In your standard episodic POMDP setting, you get within-episode exploration naturally, but not across-episode exploration, which you have to explicitly incentivize. Because we have to explicitly incentivize across-episode exploration, however, it can often lead to behaviors which are contrary to the goal of actually trying to achieve the greatest possible reward in the current episode. Fundamentally, I think current safe exploration research is about trying to fix that problem—that is, it's about trying to make across-episode exploration less detrimental to reward acquisition.

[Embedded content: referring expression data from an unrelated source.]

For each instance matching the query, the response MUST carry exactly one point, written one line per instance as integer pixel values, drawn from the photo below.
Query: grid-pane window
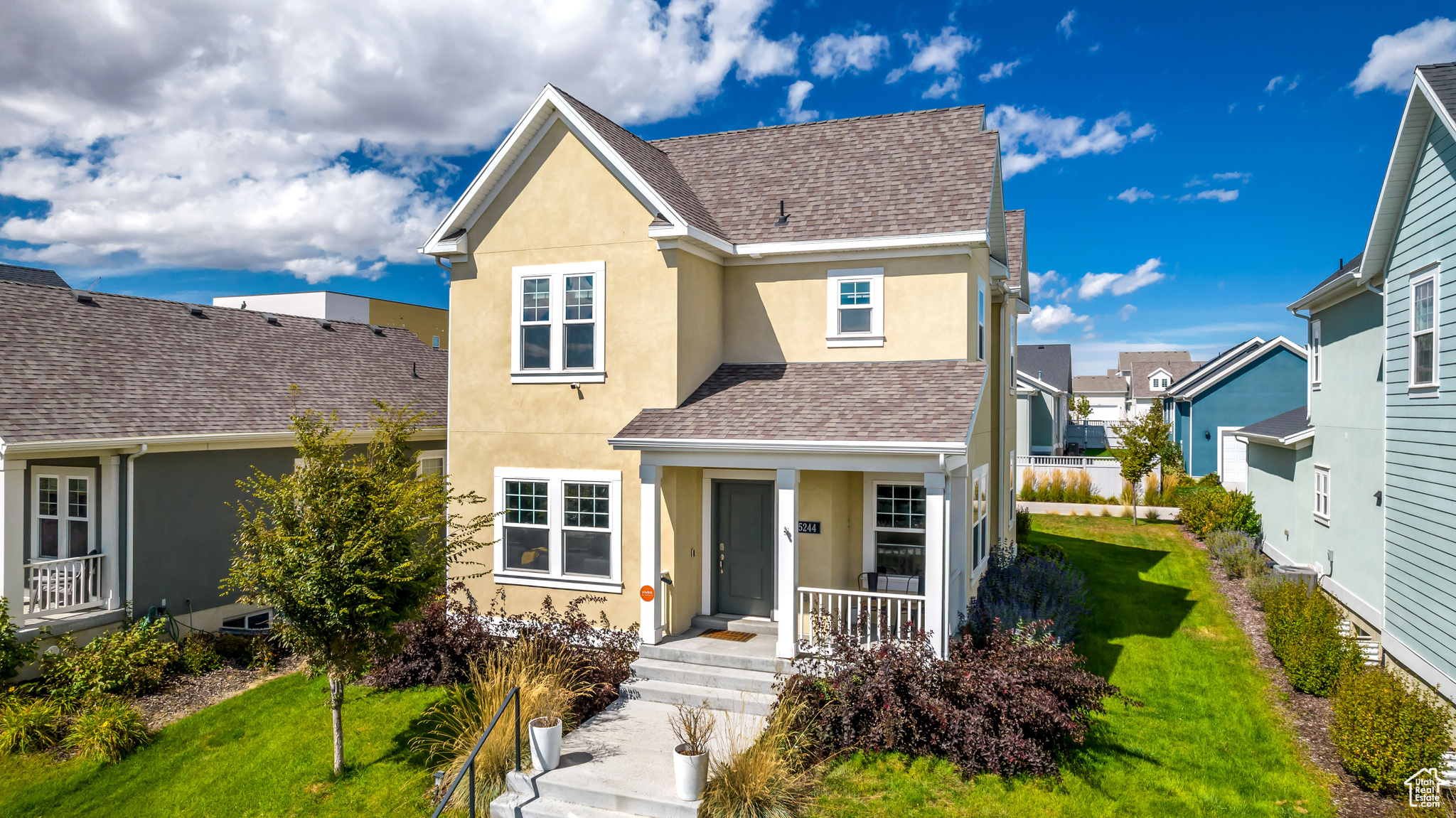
(587, 505)
(528, 530)
(1423, 332)
(900, 530)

This sort of a problem is most important in an online learning setting where bad across-episode exploration could lead to catastrophic consequences (e.g. crashing an actual car to get more data about car crashes).
Thus, rather than define safe exploration as “avoiding accidental mistakes,” I think the right definition is something more like “improving across-episode exploration.” However, I think that this framing makes clear that there are other types of safe exploration problems—that is, there are other problems in the general domain of making across-episode exploration better. For example, I would love to see an exploration of how different across-episode exploration techniques impact capability generalization vs. objective generalization—that is, when is across-episode exploration helping you collect data which improves the model's ability to achieve its current goal versus helping you collect data which improves the model's goal? Because across-episode exploration is explicitly incentivized, it seems entirely possible to me that we'll end up getting the incentives wrong somehow, so it seems quite important to me to think about how to get them right—and I think that the problem of getting them right is the right way to think about safe exploration.
With some caveats—in fact, I think a form of across-episode exploration will be instrumentally incentivized for an agent that is aware of the training process it resides in, though that's a bit of a tricky question that I won't try to fully address now (I tried talking about this somewhat in “Safe exploration and corrigibility,” though I don't think I really succeeded there). ↩︎